Forza Horizon 5 Is Gaming’s Gateway Drug to Dystopia
Millions of players agree that Microsoft’s Forza Horizon 5 is a beautiful, fun, and endlessly seductive video game. It’s also an eerie transitional technology that hints at the dystopian metaverse to come.

Still from Forza Horizon 5. (Xbox Game Studios)
It’s a tranquil morning on the coast of a superrealistic version of Mexico’s Riviera Maya in Forza Horizon 5 — or it would be if not for my lipstick red Lamborghini blazing an illicit path through the beach.
The whine of the car’s high-octane engine drowns out the sound of ocean waves lapping against the shore, and its tires kick white sand everywhere. Not that anyone seems to mind. The beachside cafes and resort hotels are all curiously empty except for a man in a tank top perched on a lifeguard tower. He doesn’t even flinch as the vehicle careens toward him like a bullet at a hundred miles per hour.

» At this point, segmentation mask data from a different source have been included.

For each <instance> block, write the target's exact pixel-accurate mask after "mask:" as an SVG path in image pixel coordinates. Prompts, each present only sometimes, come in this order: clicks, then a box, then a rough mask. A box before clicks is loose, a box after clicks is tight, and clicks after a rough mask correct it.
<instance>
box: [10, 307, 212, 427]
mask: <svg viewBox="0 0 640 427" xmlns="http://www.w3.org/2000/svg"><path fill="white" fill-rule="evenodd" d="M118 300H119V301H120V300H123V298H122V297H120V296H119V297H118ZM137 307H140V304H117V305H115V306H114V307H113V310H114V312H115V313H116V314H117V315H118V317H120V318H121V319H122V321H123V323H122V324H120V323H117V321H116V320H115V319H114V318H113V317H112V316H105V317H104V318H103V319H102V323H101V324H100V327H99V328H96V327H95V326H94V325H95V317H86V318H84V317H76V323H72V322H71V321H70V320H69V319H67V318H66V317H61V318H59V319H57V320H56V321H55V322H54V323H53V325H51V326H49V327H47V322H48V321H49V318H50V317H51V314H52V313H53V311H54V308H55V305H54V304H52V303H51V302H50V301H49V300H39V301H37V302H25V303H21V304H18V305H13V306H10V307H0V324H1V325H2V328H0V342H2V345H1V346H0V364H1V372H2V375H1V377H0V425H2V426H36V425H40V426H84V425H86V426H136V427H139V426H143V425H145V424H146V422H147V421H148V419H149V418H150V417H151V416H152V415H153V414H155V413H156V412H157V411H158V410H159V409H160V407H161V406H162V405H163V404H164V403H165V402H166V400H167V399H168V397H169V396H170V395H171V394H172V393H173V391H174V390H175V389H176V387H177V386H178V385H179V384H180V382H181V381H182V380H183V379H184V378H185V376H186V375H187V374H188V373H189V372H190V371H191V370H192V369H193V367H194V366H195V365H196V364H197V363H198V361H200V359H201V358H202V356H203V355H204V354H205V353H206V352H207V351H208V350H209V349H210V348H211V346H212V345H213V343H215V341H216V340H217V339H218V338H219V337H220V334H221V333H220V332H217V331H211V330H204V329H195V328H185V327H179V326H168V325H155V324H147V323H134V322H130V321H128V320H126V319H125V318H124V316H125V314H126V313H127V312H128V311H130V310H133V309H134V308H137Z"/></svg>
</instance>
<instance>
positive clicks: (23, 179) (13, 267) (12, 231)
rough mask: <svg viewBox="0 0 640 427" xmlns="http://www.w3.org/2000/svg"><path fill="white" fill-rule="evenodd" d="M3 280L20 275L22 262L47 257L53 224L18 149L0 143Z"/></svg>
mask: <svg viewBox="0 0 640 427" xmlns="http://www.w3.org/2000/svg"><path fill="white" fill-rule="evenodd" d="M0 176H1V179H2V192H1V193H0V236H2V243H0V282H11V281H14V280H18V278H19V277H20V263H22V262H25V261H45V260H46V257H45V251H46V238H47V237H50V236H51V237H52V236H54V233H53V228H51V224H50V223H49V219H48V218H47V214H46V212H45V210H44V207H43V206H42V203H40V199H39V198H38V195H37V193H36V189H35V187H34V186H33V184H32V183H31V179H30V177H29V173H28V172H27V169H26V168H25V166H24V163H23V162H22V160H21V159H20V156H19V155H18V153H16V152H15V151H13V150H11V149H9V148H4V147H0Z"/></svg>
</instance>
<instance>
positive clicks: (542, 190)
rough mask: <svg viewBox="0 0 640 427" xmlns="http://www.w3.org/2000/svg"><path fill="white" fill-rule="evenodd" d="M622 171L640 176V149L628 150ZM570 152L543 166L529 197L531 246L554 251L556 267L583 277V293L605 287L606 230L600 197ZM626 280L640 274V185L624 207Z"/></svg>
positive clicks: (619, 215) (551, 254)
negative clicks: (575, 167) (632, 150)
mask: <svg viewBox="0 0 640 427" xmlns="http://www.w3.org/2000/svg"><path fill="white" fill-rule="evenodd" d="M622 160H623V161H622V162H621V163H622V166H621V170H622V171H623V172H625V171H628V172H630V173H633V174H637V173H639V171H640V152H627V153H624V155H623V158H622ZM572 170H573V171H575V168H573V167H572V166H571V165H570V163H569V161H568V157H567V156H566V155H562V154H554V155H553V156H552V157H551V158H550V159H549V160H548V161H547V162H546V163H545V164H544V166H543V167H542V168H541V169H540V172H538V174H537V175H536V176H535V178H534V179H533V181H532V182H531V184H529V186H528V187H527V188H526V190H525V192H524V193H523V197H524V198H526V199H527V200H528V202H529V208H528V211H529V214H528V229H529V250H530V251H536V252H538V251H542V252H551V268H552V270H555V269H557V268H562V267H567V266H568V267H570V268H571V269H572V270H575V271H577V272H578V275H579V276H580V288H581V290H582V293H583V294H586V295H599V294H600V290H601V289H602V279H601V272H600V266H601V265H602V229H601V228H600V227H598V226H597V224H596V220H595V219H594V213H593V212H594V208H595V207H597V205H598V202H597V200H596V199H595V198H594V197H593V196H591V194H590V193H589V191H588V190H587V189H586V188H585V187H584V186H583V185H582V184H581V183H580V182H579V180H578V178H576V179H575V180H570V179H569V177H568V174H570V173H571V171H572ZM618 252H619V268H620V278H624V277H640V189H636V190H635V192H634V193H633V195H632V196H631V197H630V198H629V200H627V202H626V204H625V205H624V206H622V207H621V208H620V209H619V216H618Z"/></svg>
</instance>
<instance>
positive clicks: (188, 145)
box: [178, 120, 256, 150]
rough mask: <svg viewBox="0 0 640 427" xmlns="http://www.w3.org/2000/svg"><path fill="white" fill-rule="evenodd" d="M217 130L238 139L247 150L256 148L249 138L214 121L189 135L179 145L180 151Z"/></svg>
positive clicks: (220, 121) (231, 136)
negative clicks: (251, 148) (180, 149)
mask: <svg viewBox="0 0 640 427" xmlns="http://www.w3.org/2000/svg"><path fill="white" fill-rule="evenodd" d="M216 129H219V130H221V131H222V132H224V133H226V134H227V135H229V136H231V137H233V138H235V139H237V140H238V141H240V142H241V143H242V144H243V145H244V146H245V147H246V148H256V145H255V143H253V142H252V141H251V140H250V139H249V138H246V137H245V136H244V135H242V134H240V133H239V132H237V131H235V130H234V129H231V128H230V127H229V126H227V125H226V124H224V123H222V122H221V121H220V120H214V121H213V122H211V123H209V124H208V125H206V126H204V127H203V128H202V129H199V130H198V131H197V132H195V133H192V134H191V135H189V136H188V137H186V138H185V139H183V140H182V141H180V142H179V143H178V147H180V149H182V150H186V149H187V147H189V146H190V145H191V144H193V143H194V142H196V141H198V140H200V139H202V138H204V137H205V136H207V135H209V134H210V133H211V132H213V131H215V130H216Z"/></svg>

The feeling is mutual. I’m laser-focused on the thousands of points the game announces that I’ve just been awarded for skidding my golden Lambo back-and-forth along the beach — it’s a “Supreme Drift,” I’m told. Then I immediately speed into a lounge chair and gain a thousand destruction points, which can be used to earn prizes. Who knows, maybe I’ll finally win that expensive new Aston Martin supercar so I can outpace my online friends. It’s impossible to feel bored. I’ve clocked four straight hours but it’s felt like minutes.